Policy Implementations and Recommendations

This academic research found that inflation affects Nigerian SMEs. Nigeria should create and execute laws, rules, and policies that relate institutional development to entrepreneurial growth and survival. SME owners should also benefit from the Nigerian government’s business climate. This will increase their survival rate. Thirdly, the government should invest in extensive infrastructure improvements. Such initiatives should prioritize electricity production, distribution, security, and transport. All these techniques will boost Nigeria’s economy.

Regarding the study’s results and policy implementation, the researcher makes the following recommendations:

  1. To boost manufacturing, the Nigerian government should expand support for SMEs via its agencies.
  2. The government should plan an inflation reduction. Protecting small and medium-scale enterprises in the nation by tightening import restrictions and giving them tax breaks in their first 5 to 10 years may accomplish this.
  3. The government, particularly the monetary authorities, should lower interest rates to single digits to encourage small businesses to borrow from banks and boost the economy.
  4. Government agencies, organized civil society, and Nigerians should buy “Made in Nigerian Goods” to support SMEs and strengthen the currency.

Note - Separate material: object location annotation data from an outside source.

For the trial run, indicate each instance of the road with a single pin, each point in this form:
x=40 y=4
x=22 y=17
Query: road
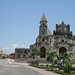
x=8 y=68
x=12 y=69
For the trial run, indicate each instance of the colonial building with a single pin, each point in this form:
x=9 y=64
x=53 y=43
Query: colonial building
x=61 y=41
x=21 y=53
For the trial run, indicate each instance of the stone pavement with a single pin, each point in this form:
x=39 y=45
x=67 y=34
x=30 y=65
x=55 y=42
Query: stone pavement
x=41 y=71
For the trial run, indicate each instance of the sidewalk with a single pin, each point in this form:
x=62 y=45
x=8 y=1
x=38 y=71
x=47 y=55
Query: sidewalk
x=41 y=71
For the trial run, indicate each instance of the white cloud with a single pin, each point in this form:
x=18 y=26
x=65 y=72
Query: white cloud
x=22 y=45
x=15 y=45
x=6 y=48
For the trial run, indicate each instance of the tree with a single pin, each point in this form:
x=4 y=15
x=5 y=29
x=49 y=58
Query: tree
x=50 y=58
x=68 y=66
x=35 y=52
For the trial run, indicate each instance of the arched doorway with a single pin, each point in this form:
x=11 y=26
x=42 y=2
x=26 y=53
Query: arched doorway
x=43 y=51
x=62 y=50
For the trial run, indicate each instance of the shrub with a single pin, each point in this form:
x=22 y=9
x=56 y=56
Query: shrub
x=67 y=67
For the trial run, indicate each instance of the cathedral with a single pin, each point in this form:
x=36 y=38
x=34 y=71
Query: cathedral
x=62 y=40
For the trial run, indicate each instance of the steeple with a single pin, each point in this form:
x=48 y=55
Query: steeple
x=43 y=19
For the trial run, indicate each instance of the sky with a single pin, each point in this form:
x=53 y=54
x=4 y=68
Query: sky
x=19 y=20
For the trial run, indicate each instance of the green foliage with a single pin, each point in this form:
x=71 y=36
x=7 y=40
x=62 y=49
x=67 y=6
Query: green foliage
x=68 y=66
x=50 y=56
x=55 y=61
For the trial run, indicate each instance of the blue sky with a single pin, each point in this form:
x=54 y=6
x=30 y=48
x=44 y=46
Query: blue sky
x=19 y=20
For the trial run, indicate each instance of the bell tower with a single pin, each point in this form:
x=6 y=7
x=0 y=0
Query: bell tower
x=43 y=26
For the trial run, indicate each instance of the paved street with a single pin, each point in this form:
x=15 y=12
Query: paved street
x=16 y=70
x=9 y=67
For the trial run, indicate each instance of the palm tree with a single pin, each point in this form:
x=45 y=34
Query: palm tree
x=50 y=58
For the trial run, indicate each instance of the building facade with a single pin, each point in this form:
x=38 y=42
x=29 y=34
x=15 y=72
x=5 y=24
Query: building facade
x=22 y=53
x=61 y=41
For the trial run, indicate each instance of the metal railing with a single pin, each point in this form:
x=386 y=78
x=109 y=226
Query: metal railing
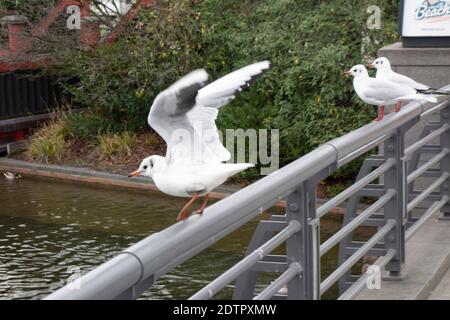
x=134 y=270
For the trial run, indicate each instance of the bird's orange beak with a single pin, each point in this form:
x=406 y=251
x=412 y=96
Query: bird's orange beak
x=134 y=174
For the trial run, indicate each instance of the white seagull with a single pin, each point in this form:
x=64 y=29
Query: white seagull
x=382 y=92
x=184 y=116
x=384 y=71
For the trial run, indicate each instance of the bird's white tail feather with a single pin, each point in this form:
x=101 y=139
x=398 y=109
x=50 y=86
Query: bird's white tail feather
x=418 y=97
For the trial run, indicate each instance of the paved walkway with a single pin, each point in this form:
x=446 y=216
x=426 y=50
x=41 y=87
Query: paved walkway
x=442 y=291
x=427 y=267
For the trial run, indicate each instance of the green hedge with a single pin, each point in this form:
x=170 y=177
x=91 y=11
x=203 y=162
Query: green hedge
x=310 y=44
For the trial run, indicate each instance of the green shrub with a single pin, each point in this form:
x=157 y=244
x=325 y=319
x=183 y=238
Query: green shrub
x=116 y=145
x=310 y=45
x=48 y=143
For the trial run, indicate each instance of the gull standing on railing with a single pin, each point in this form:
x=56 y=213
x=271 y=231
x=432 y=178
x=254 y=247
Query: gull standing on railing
x=184 y=116
x=384 y=71
x=382 y=92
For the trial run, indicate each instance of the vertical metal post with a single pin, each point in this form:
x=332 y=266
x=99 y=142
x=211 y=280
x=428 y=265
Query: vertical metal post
x=445 y=162
x=304 y=246
x=295 y=211
x=395 y=178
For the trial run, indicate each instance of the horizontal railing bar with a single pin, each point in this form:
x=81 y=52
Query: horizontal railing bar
x=425 y=193
x=424 y=218
x=363 y=150
x=344 y=267
x=358 y=185
x=427 y=165
x=246 y=263
x=425 y=140
x=434 y=109
x=361 y=283
x=352 y=225
x=272 y=289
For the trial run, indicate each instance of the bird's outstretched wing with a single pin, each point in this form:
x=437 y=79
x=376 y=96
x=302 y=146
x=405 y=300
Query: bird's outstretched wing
x=168 y=117
x=218 y=94
x=184 y=114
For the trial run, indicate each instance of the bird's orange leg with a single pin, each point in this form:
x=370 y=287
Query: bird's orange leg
x=380 y=113
x=202 y=208
x=184 y=213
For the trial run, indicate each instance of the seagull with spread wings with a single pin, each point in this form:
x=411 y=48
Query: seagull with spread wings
x=184 y=116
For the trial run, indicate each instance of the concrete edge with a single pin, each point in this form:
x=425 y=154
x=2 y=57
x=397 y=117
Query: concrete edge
x=89 y=176
x=435 y=280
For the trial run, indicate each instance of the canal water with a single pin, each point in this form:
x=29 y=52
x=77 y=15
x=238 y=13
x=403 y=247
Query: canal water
x=50 y=230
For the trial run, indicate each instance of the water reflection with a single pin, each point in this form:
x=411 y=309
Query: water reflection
x=49 y=228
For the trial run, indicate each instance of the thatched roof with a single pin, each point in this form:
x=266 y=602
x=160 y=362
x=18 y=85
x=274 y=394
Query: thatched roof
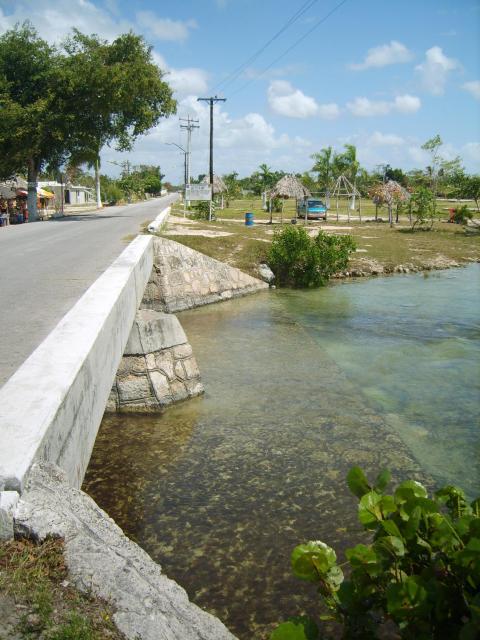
x=389 y=193
x=289 y=187
x=218 y=184
x=8 y=188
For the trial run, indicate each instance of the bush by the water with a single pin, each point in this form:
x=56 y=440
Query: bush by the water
x=419 y=578
x=300 y=261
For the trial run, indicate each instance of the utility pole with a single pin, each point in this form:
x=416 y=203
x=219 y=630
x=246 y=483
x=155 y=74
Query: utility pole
x=212 y=100
x=191 y=124
x=185 y=153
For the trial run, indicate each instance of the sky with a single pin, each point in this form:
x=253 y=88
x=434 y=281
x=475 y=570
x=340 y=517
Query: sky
x=297 y=76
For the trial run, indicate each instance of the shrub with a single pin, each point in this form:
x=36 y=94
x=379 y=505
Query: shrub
x=422 y=208
x=300 y=261
x=201 y=210
x=419 y=578
x=461 y=215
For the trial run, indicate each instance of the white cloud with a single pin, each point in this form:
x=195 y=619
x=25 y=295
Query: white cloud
x=386 y=54
x=287 y=101
x=434 y=70
x=188 y=81
x=471 y=153
x=378 y=139
x=365 y=108
x=407 y=103
x=328 y=111
x=165 y=28
x=473 y=87
x=55 y=20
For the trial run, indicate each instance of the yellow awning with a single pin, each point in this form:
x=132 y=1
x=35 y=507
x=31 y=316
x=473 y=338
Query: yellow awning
x=44 y=194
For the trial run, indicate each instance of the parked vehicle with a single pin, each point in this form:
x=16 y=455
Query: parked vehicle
x=316 y=209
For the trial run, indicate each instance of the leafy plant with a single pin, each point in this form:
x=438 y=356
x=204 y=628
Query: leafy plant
x=461 y=215
x=201 y=210
x=300 y=261
x=419 y=577
x=422 y=208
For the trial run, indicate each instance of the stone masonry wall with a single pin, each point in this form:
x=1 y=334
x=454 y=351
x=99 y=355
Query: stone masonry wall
x=158 y=366
x=183 y=278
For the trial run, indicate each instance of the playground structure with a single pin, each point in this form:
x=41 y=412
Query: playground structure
x=345 y=189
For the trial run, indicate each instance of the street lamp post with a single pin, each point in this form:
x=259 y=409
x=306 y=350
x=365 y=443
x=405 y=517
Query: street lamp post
x=185 y=171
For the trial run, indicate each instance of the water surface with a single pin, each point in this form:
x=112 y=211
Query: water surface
x=300 y=385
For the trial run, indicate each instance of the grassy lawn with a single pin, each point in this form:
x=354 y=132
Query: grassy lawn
x=38 y=601
x=376 y=242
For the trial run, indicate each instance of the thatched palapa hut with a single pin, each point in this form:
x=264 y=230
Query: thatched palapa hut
x=219 y=187
x=391 y=194
x=287 y=187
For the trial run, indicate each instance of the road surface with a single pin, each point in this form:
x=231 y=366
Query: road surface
x=45 y=267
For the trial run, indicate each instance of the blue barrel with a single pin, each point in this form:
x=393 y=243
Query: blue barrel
x=249 y=219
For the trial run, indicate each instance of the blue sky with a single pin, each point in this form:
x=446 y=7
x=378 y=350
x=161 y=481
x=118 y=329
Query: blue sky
x=384 y=76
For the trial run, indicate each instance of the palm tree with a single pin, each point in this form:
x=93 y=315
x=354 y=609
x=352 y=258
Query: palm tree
x=324 y=168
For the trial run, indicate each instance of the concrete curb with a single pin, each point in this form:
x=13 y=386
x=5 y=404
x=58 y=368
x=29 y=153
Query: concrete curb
x=52 y=406
x=159 y=221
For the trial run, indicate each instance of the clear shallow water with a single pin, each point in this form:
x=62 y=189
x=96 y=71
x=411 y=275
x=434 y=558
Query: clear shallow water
x=299 y=387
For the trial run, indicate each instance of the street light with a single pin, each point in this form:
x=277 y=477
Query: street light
x=184 y=175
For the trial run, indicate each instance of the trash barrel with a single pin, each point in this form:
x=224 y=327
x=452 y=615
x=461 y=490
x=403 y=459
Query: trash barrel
x=249 y=219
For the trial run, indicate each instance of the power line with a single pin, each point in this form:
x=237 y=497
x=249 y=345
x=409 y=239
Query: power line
x=190 y=126
x=236 y=72
x=295 y=44
x=212 y=100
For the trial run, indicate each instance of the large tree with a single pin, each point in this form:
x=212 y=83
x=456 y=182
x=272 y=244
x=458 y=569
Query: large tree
x=117 y=91
x=33 y=132
x=66 y=103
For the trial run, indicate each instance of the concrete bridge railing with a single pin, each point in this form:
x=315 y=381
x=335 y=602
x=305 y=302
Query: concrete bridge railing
x=51 y=408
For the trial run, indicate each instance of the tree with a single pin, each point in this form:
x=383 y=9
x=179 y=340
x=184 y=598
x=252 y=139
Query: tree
x=469 y=187
x=118 y=92
x=324 y=169
x=418 y=577
x=33 y=130
x=300 y=261
x=233 y=186
x=422 y=208
x=68 y=104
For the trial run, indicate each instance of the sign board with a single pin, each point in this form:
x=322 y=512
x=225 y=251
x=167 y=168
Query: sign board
x=198 y=192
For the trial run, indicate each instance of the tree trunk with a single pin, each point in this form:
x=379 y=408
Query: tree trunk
x=32 y=178
x=97 y=183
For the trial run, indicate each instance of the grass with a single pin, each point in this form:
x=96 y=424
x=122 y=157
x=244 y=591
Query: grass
x=376 y=242
x=34 y=588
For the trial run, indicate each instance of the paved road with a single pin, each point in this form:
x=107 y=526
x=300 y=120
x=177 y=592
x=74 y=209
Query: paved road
x=46 y=266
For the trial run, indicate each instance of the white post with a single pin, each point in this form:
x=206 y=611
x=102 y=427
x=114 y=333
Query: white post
x=97 y=183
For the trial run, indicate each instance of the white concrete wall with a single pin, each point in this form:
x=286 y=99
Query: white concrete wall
x=51 y=408
x=159 y=221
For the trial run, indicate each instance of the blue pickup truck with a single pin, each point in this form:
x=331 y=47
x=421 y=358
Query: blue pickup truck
x=316 y=209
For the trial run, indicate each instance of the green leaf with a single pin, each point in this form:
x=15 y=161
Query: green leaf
x=392 y=544
x=334 y=577
x=297 y=628
x=369 y=511
x=373 y=508
x=409 y=489
x=475 y=505
x=382 y=480
x=365 y=558
x=406 y=598
x=357 y=482
x=312 y=560
x=413 y=523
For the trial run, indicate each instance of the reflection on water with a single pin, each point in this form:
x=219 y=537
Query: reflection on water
x=299 y=387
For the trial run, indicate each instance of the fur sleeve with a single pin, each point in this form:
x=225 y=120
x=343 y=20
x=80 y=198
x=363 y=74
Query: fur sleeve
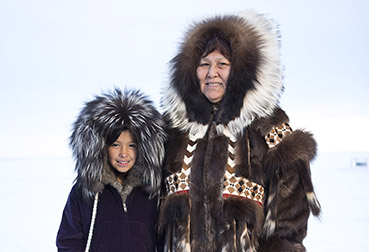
x=291 y=194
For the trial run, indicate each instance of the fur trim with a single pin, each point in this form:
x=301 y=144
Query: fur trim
x=291 y=193
x=254 y=84
x=94 y=123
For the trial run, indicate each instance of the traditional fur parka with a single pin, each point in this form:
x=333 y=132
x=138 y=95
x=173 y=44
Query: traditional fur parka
x=118 y=217
x=237 y=176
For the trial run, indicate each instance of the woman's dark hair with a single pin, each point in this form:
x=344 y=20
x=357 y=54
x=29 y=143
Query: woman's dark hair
x=218 y=44
x=115 y=133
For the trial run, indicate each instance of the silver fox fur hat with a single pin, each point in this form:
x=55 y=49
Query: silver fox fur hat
x=99 y=118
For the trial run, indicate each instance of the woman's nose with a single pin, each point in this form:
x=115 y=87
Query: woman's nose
x=212 y=72
x=123 y=152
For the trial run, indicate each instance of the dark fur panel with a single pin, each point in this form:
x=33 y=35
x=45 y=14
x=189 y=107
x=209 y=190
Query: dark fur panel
x=251 y=148
x=174 y=222
x=175 y=150
x=295 y=147
x=207 y=174
x=275 y=244
x=243 y=221
x=291 y=195
x=265 y=124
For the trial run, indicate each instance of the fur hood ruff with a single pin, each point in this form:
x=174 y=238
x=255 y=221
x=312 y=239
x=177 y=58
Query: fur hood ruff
x=88 y=141
x=254 y=84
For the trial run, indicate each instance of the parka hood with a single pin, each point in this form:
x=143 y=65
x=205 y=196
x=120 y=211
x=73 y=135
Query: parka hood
x=254 y=83
x=95 y=122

Based on the study’s observations and issues, the following suggestions were made: To effectively implement monetary policy measures in the Nigerian economy, the Central Bank of Nigeria should have complete authority. Central banks in emerging economies, which are always susceptible to political intervention and politics, should have complete autonomy. Commercial banks and other financial intermediaries have violated prudential guidelines, but the Central Bank of Nigeria and other financial authorities can persuade them to follow credit regulations. Any violation of the rules should be penalized to dissuade others. For the financial system to work efficiently using monetary and capital market strategies, the policy should be carefully organized to achieve optimal adherence. Every development policy needs good implementation to succeed. Insufficient implementation of monetary policy procedures will not produce the intended results. Global history shows that monetary policy must be random to build the correct macroeconomic framework; therefore, the Central Bank’s monetary policy relies heavily on fiscal policy. However, these two phenomena must be stated for successful effects. As a result, monetary authorities require competent and wise administration of monetary policy tools.

Suggestions for further studies

Thus, further research is needed on how monetary policy affects Nigerian SMEs and how SMEs might boost GDP by utilizing factors not addressed in this paper.